Monday, 23 December 2013

The Christmas That Almost Wasn't (1966)

The Christmas That Almost Wasn't is a fun tale all about Santa (Alberto Rabagliati) doing his best to raise the rent money required to avoid eviction by the nasty Phineas T. Prune (Rossano Brazzi). He is helped in his quest by Mrs. Claus (Lydia Brazzi), of course, and a lawyer named Sam Whipple (Paul Tripp).

As the jaunty theme tune started up and some animated credits rolled, I had no idea what to expect from this little movie (a random Netflix choice). As soon as the movie properly began I started to wonder just what I was letting myself in for. It doesn't allow any time for viewers to acclimatise themselves to the fanciful, childish nature of the material, instead throwing them headfirst into a conversation between Santa and Mr. Whipple about the dire situation that may put an end to Christmas. This pays off, however, because there can then be more time devoted to the musical moments and the race-against-time plot.

The musical numbers are often a bit clumsy, but there's also fun to be had in their childish simplicity and playfulness. Intentionally or not, the film captures a number of elements that work well in terms of how young children think and play.

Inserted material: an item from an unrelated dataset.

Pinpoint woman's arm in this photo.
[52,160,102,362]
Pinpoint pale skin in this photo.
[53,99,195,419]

The acting isn't bad, but it's a film that suffers from some clumsy dubbing, like so many from this era. Rabagliati is a kindly Santa, Tripp is nice enough as Mr. Whipple, Lydia Brazzi is a sweet Mrs. Claus and Rossano Brazzi is enjoyably mean as Mr. Prune. Mischa Auer may seem a bit too stern and strange to be the elf foreman, but he's so quirky that his presence is an added bonus, and completely in line with the slightly off-kilter nature of the whole thing.

Brazzi, as well as playing the big baddie of the piece, also directed and wrote the script (based on a story by Tripp). Nicely mixing a few moments of model work and stop-motion animation with the live-action style that makes up the majority of the film, it feels very much as if anything necessary to get the story told was utilised.

The end result is an enjoyable Christmas flight of fancy that deserves to be better known.